ED : Comment choisissez-vous les expositions : est-ce par goût personnel, ou avez-vous une stratégie à long terme ?

Lorsque j’ai pris mes fonction au Centre de l’Illustration, le 1er octobre 2007, deux expositions étaient déjà programmées : Images d’Asie, et une rétrospective consacrée à Grégoire Solotareff. Je n’ai eu qu’ensuite la totale responsabilité du choix de la programmation et j’ai alors souhaité consacrer les trois expositions suivantes à des moments forts de l'évolution du livre de jeunesse illustré.

L'exposition "Ah ! La lettre..." permettait de revenir à la genèse du lien texte-image en rappelant les origines figuratives des lettres de l'alphabet.
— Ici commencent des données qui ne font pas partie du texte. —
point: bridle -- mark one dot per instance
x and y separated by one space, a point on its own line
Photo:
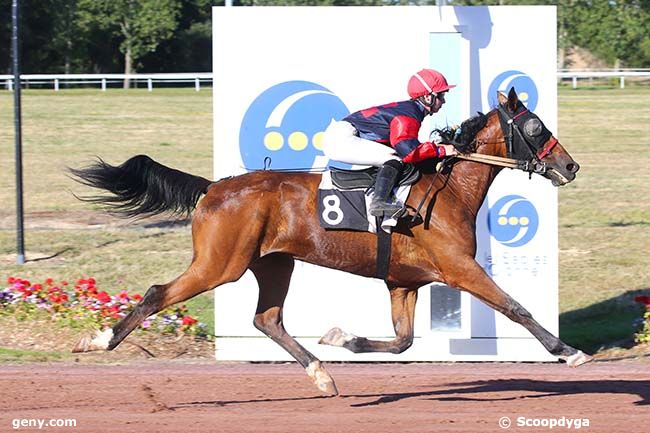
512 130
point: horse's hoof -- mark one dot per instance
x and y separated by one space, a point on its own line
578 358
97 341
336 337
321 378
328 387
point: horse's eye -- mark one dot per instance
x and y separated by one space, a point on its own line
533 127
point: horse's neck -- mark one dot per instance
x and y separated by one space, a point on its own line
469 183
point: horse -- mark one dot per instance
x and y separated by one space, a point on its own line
265 220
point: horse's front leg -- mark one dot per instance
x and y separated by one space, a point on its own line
403 313
273 274
469 276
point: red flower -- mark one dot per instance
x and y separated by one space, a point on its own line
189 321
643 299
103 297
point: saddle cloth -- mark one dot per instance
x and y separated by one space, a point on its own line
348 209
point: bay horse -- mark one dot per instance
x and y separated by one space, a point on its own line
265 220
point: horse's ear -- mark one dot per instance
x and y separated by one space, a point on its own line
512 99
501 97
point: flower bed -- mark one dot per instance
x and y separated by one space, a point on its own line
643 336
84 305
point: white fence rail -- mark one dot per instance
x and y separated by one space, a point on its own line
621 74
103 80
55 80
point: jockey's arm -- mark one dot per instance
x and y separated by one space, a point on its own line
403 138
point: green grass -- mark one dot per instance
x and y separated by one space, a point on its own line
17 355
604 214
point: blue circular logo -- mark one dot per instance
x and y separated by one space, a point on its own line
286 123
523 84
513 221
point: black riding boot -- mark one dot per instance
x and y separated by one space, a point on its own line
382 202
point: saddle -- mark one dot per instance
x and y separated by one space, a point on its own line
365 178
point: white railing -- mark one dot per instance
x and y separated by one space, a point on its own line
55 80
621 74
103 80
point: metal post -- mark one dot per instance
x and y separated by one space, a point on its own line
20 238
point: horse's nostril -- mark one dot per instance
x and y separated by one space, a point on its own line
573 167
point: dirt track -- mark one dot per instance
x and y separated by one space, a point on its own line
154 396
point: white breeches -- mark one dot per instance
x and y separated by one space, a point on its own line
342 143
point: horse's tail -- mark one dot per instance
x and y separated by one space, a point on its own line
142 187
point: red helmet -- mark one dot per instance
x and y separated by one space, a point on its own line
427 81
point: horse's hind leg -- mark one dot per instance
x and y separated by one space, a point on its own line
477 282
210 268
273 274
403 313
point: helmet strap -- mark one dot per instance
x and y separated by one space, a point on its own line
429 106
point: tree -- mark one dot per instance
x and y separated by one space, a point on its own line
140 24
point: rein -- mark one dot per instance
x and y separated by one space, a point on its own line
532 166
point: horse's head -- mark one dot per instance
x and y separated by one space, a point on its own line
527 140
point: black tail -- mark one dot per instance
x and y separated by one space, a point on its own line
142 187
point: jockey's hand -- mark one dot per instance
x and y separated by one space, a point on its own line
449 150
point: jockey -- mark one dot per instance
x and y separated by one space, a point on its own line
387 135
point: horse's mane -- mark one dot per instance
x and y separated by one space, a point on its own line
462 138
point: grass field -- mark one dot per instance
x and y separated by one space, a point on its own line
604 214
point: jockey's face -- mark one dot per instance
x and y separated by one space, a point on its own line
435 101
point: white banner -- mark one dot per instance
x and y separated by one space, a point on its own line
282 73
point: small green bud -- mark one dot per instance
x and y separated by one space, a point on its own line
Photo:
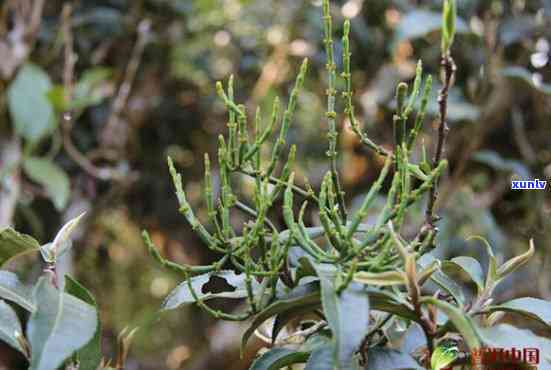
448 25
401 93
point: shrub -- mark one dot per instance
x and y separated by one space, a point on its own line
379 300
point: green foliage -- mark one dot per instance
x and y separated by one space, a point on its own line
365 277
64 326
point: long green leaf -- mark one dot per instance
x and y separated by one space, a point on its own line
534 308
461 321
12 289
61 325
307 295
277 358
181 295
13 244
346 313
10 327
90 355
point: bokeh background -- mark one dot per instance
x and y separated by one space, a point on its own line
146 70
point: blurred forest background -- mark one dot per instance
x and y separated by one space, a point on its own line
141 74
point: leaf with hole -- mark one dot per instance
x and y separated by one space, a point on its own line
181 295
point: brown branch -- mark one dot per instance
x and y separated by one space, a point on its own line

Cette exposition sur le lien entre la lettre et l'image présentait le travail de plasticiens ayant travaillé et approfondi l’aspect figuratif de chacune de nos lettres. A côté des œuvres de Georges Lemoine, de Guillaume Degé, de Marion Bataille, d'Anne Bertier, de Gérard DuBois et des vôtres, l'alphabet comique de Daumier, était une des pièces remarquables de cette exposition.

Avec l’exposition « Philippe Dumas : l'esprit français d'un illustrateur », le Centre avançait dans le temps et, simultanément, établissait un pont entre les illustrateurs du XIXe siècle auxquels il rend hommage et le regard bienveillant que son art lui fait porter sur les menus faits et gestes d’un quotidien contemporain des bouleversements de la seconde moitié du XXe siècle.


Avec la rétrospective qui vous est enfin consacrée, j’ai souhaité élargir le spectre des objets présentés en incluant, autour de vos travaux proprement commandés par et pour la littérature de jeunesse, des exemples du portraitiste engagé et de sa veine satirique.

Voilà pour le sens (orientation et signification) des expositions que j’ai programmées depuis mon arrivée au Centre. Comme on peut s’en rendre compte, j’ai souhaité proposer par elles un parcours qui mène des origines et de la tradition aux nouveaux aspects de l’illustration du livre de jeunesse. C’est ainsi que je souhaite monter, après une exposition sur les illustrateurs russes dans le cadre de l’année France-Russie, et un panorama du Moyen-Âge dans l’illustration contemporaine, à l’automne 2010, l’exposition d’un collectif d’illustrateurs qui ont donné une veine très originale à cet art : Yann Nascimbene, Jacques de Loustal, Susanne Jansen, Guy Billout, Emmanuel Pierre, Anne Brouillard, Gérard DuBois, François Avril, Miles Hyman...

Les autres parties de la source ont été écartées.